Financial institutions too have played a major role, particularly in expanding their product base as well as their approach to providing services to potential clients.

“Financial product providers have gone to great lengths to understand the requirements of the South African consumer and have tailored products to suit divergent groups. The Finscope survey 2010 showed that there has been an increase in the financial inclusion of South Africans over the past few years,” she said.

Govender said: “A lot has been achieved in the past decade which warrants recognition. SASI has engaged in activities that target all age and work groups through our festive season savings, Teach Children to Save, varsity financial literacy and community savings campaigns which include employee wellness programmes with the hope that the lessons taught have been adopted and replicated.

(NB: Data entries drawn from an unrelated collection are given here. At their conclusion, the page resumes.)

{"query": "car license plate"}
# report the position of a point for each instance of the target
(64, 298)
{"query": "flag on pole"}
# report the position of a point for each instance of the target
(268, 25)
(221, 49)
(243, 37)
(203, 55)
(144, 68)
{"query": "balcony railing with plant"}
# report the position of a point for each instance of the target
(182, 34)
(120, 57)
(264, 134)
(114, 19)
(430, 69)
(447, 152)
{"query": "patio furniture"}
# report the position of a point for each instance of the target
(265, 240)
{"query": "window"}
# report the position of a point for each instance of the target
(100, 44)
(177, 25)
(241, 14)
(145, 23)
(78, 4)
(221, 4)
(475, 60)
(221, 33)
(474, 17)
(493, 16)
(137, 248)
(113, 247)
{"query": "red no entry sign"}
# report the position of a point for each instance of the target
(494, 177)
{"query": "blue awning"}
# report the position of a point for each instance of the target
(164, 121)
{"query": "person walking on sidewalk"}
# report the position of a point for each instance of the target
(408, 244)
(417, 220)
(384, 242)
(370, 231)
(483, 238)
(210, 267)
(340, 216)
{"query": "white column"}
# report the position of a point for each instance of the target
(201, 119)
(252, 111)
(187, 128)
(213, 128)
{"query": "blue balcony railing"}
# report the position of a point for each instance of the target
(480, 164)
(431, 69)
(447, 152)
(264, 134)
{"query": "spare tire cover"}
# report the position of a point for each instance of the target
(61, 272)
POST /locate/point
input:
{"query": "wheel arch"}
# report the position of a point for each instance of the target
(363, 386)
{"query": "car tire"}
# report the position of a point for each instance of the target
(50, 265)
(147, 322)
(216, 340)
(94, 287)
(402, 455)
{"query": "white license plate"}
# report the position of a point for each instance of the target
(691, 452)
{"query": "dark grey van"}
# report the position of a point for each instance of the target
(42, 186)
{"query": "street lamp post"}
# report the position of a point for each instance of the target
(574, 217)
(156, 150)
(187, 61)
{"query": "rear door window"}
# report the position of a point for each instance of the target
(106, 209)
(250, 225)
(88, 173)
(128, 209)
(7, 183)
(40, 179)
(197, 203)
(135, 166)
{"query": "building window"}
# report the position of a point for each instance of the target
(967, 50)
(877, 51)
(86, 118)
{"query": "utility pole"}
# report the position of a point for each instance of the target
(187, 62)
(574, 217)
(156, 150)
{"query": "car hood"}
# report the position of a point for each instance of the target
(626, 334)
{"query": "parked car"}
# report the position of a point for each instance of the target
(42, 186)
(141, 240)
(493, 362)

“We are encouraged by the fact that savings month has increasingly been observed by the media houses with most devoting space for articles on personal finance. These publications have done much over the years to educate the consumer and promote savings.

“The battle against low savings rates is far from over, but we must acknowledge that saving is a habit which we have to develop, practice and grow over time. It is with this in mind that today we proudly launch our traditional July savings month. Our theme for this year is ‘save now’.

There’s no better time to start saving than now, it’s never too late or too little. This is the message that we want to take to both young and old.

“We need to lift our low levels of financial literacy in our bid to make a difference, continue to work with the banking industry rallying financial sector practitioners to take basic money-management skills to learners in primary schools through the Teach Children to Save initiative.

“We have partnered with the Johannesburg Securities Exchange (JSE), the National Youth Development Agency (NYDA), the Financial Planning Institute, the National Credit Regulator and the National Consumer Education Committee to take saving and investment skills to our youth, both in schools as well as the workplace.
“We are also proud of our partnership with the Financial Services Board (FSB) where we take financial literacy to the future workforce in our annual varsity literacy campaign,” she said.

She paid tribute to the IDC which had remained the sole anchor sponsor of the institute “even though they are not the direct beneficiaries of the work of the institute”.